In Peru sind fast alle Stimmen der Präsidentenwahl ausgezählt. Doch noch immer ist nicht sicher, wer die Wahl gewonnen hat.
Klar ist einzig, dass sie zwischen dem marxistischen Kandidaten Pedro Castillo und der rechten Politikerin Keiko Fujimori entschieden wird. Derzeit liegt Castillo mit 50.2 Prozent der abgegebenen Stimmen vorn. Das sind nur wenige zehntausend Stimmen Unterschied.
Zehntausende umstrittene Stimmen
Und es dürfte zu weiteren Verzögerungen kommen: Gegen rund 250'000 Stimmzettel ist Einspruch erhoben worden. Bei ihnen fehlt etwa die Unterschrift des Wahlhelfers oder sie ist unleserlich, wie Sandra Weiss erklärt. Die umstrittenen Stimmzettel müssten jetzt vom Wahlgericht geprüft werden.
Trotzdem hat sich Castillo inzwischen zum Wahlsieger ausgerufen, seine Anhänger belagern jetzt auch das Wahlgericht. Fujimori ihrerseits spricht von einem grossangelegten Betrug, ohne aber wirklich stichhaltige Beweise vorzulegen.
«Es sieht so aus, dass der Streit letztlich vom Gericht entschieden werden muss», so Weiss. Weder Castillo noch Fujimori seien bereit einzulenken.
Angespannte Lage in Peru
«Die Lage in Peru ist sehr angespannt – in den sozialen Medien kursieren die wildesten Gerüchte», sagt Weiss. So sei eine Fake-news verbreitet worden, gemäss welcher Castillos Parteichef dazu aufgerufen habe, die Luxuswohnungen in Lima zu besetzen und an die Armen zu verteilen.

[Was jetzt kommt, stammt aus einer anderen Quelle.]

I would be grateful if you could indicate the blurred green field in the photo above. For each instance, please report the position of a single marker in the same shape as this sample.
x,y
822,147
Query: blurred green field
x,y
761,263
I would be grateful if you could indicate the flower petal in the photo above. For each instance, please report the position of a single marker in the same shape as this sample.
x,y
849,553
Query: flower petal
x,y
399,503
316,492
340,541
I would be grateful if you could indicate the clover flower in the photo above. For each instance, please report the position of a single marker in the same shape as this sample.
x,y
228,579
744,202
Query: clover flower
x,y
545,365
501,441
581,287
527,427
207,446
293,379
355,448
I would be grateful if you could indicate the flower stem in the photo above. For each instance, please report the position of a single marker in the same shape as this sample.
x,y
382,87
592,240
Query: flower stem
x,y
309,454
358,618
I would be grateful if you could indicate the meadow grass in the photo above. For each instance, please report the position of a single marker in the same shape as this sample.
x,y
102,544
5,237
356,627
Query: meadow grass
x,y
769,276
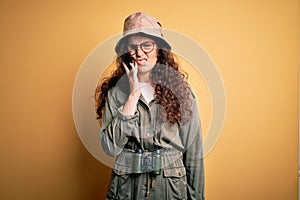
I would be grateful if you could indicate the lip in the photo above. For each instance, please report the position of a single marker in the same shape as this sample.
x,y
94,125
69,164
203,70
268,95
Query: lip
x,y
141,61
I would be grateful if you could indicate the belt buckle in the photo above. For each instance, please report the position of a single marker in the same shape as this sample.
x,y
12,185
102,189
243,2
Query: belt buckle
x,y
147,162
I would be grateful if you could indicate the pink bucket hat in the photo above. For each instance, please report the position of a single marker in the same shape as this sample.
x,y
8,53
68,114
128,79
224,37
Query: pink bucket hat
x,y
142,24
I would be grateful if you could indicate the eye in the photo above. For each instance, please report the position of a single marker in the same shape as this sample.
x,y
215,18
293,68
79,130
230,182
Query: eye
x,y
132,47
147,44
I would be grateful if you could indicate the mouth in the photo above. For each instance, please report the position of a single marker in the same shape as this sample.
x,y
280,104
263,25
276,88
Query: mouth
x,y
141,61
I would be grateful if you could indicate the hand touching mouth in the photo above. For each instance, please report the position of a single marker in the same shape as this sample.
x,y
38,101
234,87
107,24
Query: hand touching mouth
x,y
141,61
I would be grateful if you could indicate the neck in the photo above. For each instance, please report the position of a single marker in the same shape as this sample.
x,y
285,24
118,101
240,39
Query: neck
x,y
144,77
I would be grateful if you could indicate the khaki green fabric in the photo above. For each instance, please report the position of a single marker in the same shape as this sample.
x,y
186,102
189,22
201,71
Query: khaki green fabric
x,y
182,173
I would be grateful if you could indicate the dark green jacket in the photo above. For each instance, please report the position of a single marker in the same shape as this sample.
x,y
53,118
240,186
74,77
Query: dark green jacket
x,y
181,144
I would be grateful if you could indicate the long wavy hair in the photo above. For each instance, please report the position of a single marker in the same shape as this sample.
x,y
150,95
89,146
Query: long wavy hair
x,y
170,86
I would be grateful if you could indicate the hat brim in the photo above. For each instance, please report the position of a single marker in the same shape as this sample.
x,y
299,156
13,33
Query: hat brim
x,y
160,41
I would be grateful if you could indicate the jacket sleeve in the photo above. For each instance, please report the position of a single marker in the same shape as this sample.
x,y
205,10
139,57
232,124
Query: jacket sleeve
x,y
193,156
116,127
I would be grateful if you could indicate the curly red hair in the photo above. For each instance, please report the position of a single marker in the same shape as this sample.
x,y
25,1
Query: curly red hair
x,y
171,89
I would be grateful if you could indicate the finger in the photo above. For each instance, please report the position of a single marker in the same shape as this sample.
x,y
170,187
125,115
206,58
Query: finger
x,y
132,65
126,68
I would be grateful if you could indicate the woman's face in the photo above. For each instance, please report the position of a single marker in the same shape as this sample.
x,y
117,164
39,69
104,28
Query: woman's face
x,y
144,51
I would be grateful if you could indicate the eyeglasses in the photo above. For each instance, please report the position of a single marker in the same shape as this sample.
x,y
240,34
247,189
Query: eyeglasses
x,y
146,47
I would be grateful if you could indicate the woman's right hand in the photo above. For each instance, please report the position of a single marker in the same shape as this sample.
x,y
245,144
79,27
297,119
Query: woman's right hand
x,y
130,106
132,77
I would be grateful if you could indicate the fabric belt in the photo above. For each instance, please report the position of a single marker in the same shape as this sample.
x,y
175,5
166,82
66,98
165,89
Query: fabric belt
x,y
128,161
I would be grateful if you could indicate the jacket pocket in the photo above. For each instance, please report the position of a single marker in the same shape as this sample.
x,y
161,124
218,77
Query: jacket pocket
x,y
176,186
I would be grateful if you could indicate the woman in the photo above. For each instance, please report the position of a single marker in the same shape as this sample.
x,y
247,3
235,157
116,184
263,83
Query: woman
x,y
150,119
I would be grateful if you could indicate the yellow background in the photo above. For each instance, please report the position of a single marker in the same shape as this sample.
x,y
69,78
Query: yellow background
x,y
254,43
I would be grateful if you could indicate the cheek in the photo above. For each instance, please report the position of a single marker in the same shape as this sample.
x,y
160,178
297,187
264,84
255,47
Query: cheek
x,y
153,57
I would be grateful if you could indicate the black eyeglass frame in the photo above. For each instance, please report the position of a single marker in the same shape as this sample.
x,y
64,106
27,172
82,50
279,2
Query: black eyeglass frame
x,y
132,50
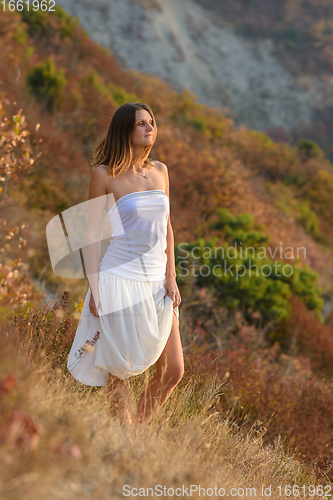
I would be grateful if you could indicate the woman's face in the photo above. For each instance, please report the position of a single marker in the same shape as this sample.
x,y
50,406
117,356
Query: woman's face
x,y
144,133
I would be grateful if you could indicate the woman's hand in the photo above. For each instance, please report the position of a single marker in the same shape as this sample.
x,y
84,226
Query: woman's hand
x,y
94,304
171,289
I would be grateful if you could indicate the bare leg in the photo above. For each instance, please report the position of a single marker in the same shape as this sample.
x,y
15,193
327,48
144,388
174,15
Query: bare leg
x,y
118,396
169,371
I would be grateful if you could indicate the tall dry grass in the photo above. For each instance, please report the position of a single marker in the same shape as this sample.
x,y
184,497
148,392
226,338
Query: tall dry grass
x,y
58,440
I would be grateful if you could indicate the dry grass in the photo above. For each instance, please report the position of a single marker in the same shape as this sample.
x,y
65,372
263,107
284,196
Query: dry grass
x,y
58,440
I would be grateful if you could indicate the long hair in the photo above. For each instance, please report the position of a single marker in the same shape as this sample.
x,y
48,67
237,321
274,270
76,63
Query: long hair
x,y
113,146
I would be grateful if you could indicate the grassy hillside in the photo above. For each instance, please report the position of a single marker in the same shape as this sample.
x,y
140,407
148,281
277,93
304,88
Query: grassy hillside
x,y
266,339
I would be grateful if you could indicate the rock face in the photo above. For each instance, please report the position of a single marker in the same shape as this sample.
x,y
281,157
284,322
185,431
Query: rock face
x,y
181,43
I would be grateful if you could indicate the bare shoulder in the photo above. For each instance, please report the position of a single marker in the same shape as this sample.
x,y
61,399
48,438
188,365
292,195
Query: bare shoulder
x,y
163,173
98,181
160,166
162,169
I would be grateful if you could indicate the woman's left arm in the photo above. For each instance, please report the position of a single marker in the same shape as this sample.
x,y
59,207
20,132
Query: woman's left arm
x,y
170,285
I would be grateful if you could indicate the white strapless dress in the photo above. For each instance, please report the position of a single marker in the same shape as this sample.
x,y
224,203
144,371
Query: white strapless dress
x,y
135,322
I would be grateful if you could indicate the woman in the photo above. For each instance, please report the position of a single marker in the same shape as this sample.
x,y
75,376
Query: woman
x,y
130,317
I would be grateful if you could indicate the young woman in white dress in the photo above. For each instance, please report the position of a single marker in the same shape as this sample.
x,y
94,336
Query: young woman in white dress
x,y
126,146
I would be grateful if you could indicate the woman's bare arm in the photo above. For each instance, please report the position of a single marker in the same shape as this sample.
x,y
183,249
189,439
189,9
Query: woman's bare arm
x,y
96,208
170,266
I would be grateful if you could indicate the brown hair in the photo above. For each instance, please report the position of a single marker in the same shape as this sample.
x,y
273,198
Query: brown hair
x,y
113,146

Die verworrene Lage könnte sich durchaus weiter zuspitzen, befürchtet die Journalistin: «Es besteht die Gefahr von blutigen Zusammenstössen auf den Strassen.»
Bereits vor einigen Monaten kam es zu Gewalt, als tausende Peruanerinnen und Peruaner gegen die Absetzung des Interimspräsidenten durch den Kongress demonstrierten. Die Polizei griff rigoros durch, es gab zahlreiche Todesopfer und viele Verletzte.

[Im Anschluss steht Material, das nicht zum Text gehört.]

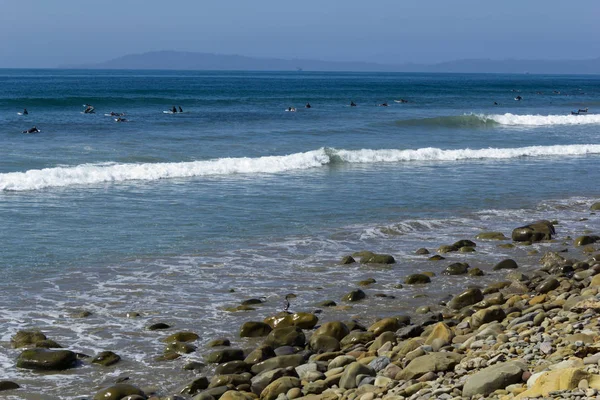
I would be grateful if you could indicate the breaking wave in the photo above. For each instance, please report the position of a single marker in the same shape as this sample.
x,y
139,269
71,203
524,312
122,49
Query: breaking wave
x,y
89,174
508,119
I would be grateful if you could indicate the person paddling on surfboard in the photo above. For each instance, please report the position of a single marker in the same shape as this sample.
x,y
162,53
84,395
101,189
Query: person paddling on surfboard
x,y
32,130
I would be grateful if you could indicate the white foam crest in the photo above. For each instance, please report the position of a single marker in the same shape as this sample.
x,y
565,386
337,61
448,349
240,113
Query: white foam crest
x,y
436,154
86,174
542,120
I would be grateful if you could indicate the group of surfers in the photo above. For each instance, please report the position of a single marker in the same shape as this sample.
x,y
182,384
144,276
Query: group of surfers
x,y
352,104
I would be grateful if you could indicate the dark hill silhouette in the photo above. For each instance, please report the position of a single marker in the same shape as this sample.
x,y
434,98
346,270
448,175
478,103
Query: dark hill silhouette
x,y
177,60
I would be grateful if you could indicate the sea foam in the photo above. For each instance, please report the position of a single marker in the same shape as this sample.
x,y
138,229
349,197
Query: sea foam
x,y
89,174
542,120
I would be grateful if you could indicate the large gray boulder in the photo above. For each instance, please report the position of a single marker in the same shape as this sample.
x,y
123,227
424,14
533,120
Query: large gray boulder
x,y
47,360
466,298
534,232
492,378
348,379
435,362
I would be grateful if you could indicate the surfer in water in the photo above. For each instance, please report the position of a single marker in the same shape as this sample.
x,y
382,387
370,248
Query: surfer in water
x,y
32,130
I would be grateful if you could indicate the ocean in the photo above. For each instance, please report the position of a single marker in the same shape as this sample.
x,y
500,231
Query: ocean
x,y
179,217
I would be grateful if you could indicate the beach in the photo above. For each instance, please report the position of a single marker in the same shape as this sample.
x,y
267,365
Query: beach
x,y
119,235
529,332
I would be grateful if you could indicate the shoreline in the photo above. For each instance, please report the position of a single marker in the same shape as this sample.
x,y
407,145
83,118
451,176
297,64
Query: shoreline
x,y
361,347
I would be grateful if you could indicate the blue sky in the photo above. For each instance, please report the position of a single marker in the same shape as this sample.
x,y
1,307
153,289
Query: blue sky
x,y
42,33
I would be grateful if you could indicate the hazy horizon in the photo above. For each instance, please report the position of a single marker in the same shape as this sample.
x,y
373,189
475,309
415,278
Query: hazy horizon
x,y
388,32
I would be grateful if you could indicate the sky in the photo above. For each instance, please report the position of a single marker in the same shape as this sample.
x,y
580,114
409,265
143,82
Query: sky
x,y
47,34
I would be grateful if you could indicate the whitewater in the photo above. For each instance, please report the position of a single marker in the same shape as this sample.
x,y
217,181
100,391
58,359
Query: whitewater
x,y
114,173
180,218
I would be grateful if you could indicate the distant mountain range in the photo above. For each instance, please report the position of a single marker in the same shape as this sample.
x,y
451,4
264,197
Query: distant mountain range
x,y
177,60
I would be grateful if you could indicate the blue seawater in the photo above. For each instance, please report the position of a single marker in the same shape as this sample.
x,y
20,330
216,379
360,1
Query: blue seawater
x,y
178,216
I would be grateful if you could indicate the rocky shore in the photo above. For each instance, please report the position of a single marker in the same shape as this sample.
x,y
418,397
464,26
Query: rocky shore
x,y
533,334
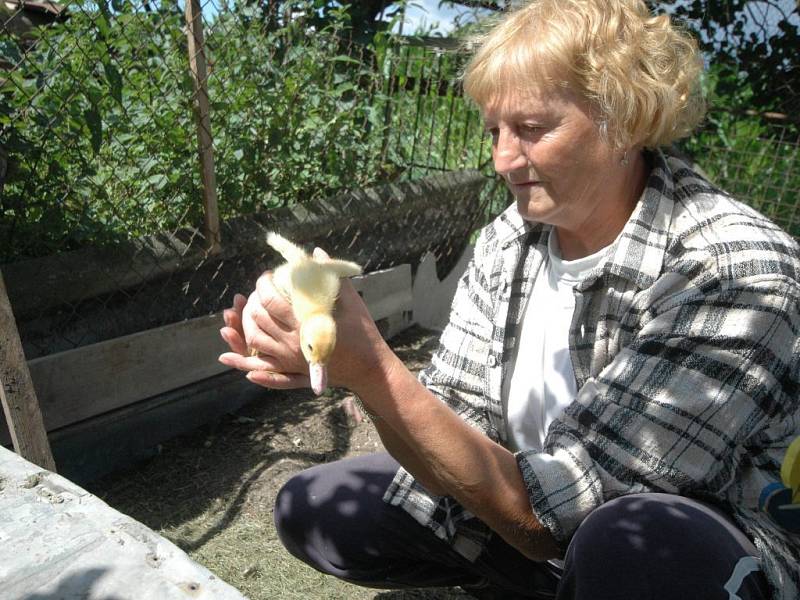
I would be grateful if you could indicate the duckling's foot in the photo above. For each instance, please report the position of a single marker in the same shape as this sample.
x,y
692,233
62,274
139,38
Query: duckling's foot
x,y
319,377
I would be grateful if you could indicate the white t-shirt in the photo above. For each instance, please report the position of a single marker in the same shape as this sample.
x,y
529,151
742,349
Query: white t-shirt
x,y
541,382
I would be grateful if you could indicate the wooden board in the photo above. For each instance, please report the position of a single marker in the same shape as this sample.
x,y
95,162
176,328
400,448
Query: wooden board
x,y
59,541
91,380
17,395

Unbeliebte Politikerinnen und Politiker
Wie die breite Bevölkerung nun reagieren werde, sei allerdings schwierig abzuschätzen, sagt die Korrespondentin. «Die Peruaner haben die Schnauze ziemlich voll von ihren Politikern.» So hätten in der ersten Runde der Präsidentenwahl, als noch andere Kandidatinnen und Kandidaten angetreten waren, weder Castillo noch Fujimori mehr als 20 Prozent der Stimmen erhalten.
60 Prozent der abgegebenen Stimmen in der ersten Wahlrunde gingen also an andere Kandidaten. «Das zeigt: Beide verfügen über eine bloss schmale Basis im Volk, was eher dafür spricht, dass die Peruaner weder für Castillo noch für Fujimori auf die Strasse gehen werden.» Die Menschen wollten nur eins: endlich raus aus der Wirtschafts- und Pandemiekrise.
Sechs Ex-Präsidenten angeklagt oder verurteilt
Peru befinde sich in einer sehr schwierigen Lage – nicht nur wegen der Pandemie und der Wahl-Hängepartie, so Weiss. «Das Land schleppt viele Altlasten mit sich: eine immense Korruption über Jahrzehnte, eine extreme Ungleichheit in der Bevölkerung und ein völlig kollabiertes Parteiensystem.»
Allein die Tatsache, dass sechs ehemalige Präsidenten Perus sich entweder im Gefängnis befinden, sich der Verhaftung durch Selbstmord entzogen haben oder ins Ausland geflüchtet sind, veranschauliche die Misere. «Das Vertrauen zwischen den Bürgern und den Politikern ist völlig zerrüttet.» Es gebe kaum noch Instanzen im Land, welche in Krisen vermitteln oder sie wenigstens abfedern könnten.